There is great potential for Twitter to be the go-to-site for consumers, but somehow the brand just ends up making the site more complicated for the mass market.

What happened to the Twitter Travel account?

It may not be a big deal that the account dedicated to keeping travel marketers up-to-date on Twitter has disappeared, but when you take a look at the entire Twitter Roll it looks as if there is no room for travel, not even in its media and entertainment section.

To be fair, Twitter does have travel broken out as a separate category under its case studies, but with half the year done just two campaigns, Louisiana Travel in January 2015 and On The Beach UK in June 2015, posted significant enough results to be included in the humblebrag page.

“I didn’t realize they’d killed the @twittertravel account. I got the feeling that they didn’t do much to cultivate a following on that account. I still have the same dedicated account team that I’m dealing with – business as usual,” Theresa Overby, director of social media strategy at miles for Louisiana Travel told Skift.

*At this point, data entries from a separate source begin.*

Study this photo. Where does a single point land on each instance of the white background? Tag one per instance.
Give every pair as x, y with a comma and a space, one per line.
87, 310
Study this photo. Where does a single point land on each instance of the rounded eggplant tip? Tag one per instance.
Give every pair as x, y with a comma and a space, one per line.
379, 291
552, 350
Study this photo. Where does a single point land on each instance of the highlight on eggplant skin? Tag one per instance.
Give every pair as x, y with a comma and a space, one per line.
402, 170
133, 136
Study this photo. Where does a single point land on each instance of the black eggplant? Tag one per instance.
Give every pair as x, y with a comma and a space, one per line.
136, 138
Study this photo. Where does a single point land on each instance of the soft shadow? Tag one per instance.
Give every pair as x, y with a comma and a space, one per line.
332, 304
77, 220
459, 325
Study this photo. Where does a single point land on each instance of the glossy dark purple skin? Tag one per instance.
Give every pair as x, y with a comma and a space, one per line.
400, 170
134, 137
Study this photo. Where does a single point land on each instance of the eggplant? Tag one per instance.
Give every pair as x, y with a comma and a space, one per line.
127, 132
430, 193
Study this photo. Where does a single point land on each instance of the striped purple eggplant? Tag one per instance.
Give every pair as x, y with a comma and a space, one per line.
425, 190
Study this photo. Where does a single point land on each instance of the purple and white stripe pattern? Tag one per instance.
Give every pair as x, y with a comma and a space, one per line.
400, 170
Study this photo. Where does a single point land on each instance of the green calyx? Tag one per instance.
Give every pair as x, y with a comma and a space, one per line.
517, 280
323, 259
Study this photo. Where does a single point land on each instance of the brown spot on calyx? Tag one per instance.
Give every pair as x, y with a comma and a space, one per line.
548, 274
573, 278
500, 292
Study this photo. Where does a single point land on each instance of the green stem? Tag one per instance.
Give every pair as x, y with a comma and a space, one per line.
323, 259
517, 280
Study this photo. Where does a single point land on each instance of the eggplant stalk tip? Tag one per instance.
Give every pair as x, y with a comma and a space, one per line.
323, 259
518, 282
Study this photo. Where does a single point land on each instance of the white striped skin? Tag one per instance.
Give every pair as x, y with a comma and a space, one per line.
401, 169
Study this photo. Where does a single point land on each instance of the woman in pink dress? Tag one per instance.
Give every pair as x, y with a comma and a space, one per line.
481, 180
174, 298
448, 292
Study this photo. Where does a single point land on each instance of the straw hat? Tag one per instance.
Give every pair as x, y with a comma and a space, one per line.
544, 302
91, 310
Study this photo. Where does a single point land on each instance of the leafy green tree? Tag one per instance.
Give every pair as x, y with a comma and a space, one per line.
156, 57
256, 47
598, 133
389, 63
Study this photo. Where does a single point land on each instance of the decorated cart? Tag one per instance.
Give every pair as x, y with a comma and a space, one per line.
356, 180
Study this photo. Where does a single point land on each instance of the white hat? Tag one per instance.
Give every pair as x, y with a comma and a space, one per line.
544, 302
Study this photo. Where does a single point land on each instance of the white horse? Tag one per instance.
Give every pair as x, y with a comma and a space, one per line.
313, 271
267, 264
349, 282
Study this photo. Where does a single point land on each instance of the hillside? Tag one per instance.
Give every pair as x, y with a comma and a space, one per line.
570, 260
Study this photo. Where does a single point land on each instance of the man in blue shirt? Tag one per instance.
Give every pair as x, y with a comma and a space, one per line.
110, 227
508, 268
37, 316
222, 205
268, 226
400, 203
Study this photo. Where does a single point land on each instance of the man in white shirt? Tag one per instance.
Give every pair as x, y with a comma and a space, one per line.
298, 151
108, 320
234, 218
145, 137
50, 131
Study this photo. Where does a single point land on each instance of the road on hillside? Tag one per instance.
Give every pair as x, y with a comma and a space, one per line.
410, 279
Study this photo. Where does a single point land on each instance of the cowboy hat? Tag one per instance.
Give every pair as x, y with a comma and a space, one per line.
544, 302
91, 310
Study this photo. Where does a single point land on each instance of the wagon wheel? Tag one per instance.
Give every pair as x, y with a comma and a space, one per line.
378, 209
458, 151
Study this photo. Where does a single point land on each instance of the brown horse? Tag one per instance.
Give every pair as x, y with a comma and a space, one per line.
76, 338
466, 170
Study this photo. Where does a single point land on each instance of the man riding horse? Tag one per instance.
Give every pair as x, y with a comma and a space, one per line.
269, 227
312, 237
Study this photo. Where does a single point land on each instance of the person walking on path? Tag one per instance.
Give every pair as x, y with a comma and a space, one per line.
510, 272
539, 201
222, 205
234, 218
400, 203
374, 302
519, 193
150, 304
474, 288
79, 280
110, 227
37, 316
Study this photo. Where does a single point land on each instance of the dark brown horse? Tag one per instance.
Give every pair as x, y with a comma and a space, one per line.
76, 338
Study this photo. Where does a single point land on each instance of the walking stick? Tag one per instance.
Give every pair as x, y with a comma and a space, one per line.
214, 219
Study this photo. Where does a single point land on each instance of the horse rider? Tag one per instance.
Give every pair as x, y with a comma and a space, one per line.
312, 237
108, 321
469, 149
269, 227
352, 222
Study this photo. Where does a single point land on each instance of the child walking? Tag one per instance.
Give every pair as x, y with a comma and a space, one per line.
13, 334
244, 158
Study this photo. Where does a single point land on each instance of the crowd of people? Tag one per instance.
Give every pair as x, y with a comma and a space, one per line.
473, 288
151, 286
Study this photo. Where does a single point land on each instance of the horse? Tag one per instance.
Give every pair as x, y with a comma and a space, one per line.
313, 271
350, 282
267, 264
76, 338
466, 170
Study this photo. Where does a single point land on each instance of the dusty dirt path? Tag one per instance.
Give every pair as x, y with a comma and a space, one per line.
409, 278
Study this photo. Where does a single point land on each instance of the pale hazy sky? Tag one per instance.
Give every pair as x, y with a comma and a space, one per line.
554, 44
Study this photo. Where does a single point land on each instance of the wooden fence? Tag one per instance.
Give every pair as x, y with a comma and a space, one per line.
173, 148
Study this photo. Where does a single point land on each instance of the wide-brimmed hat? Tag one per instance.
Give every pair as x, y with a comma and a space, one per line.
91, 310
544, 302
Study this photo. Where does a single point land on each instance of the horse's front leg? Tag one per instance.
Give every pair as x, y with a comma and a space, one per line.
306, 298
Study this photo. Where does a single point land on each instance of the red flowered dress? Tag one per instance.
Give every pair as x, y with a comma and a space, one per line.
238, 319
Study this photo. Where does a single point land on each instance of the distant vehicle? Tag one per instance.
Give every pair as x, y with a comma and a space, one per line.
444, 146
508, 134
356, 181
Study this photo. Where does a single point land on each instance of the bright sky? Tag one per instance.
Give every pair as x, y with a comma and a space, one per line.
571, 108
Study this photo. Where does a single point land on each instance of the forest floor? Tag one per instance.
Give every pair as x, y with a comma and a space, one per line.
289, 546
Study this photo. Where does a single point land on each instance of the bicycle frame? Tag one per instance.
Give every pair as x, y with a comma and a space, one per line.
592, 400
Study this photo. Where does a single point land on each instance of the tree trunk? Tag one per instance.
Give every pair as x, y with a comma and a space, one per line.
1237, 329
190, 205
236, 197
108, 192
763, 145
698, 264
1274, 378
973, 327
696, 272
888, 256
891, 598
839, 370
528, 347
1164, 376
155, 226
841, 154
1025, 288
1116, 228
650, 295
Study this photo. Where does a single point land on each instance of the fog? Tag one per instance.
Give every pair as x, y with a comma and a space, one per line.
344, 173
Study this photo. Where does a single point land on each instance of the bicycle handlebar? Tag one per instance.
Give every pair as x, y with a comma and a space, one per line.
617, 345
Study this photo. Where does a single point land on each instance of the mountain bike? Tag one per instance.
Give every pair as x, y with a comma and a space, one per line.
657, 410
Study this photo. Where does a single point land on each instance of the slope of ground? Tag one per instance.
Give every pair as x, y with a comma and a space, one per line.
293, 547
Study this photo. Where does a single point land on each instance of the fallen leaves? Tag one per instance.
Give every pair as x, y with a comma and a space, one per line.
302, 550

Its current ad, search and third-party attribution partner Google/Doubleclick has a much stronger presence for travel marketers on Twitter, @GoogleTravel.

“In order to realize Twitter’s full potential, we must improve in three key areas: ensure more disciplined execution, simplify our service to deliver Twitter’s value faster, and better communicate that value,” said Jack Dorsey, co-founder and interim CEO at Twitter during Tuesday’s earnings call.

No announcement regarding former CEO Dick Costolo’s replacement — who stepped down earlier this month — was made during the call. In addition to that role, Twitter is on the market for a new CMO.

Monthly Active Users (MAUs) rose to 316 million from 308 million in the first quarter 2015. During the call, Twitter’s leaders expressed that engagement is not as high but that they will start setting Daily Active Users as their benchmark for interaction, in addition to other metrics that had some positive results like Direct Messaging, Search and autoplay video.

In the first quarter, Twitter was confident it could make lemonade from its logged out users. During the call, Jack Dorsey expressed his disappointment in the second quarter, “Logged out strategy was not impactful and that’s not acceptable.”

Despite the ad technology and creative acquisitions made in the past year, Twitter’s efforts will be focused more on growing its user-base by further pushing its products’ value proposition while figuring out how to make sure that ad demand will outpace supply.

It will be interesting to see how its new curation product — Project Lightning slated to launch in the fall — will widen its user-base from the early adopters and technologists to the mass market and logged out users.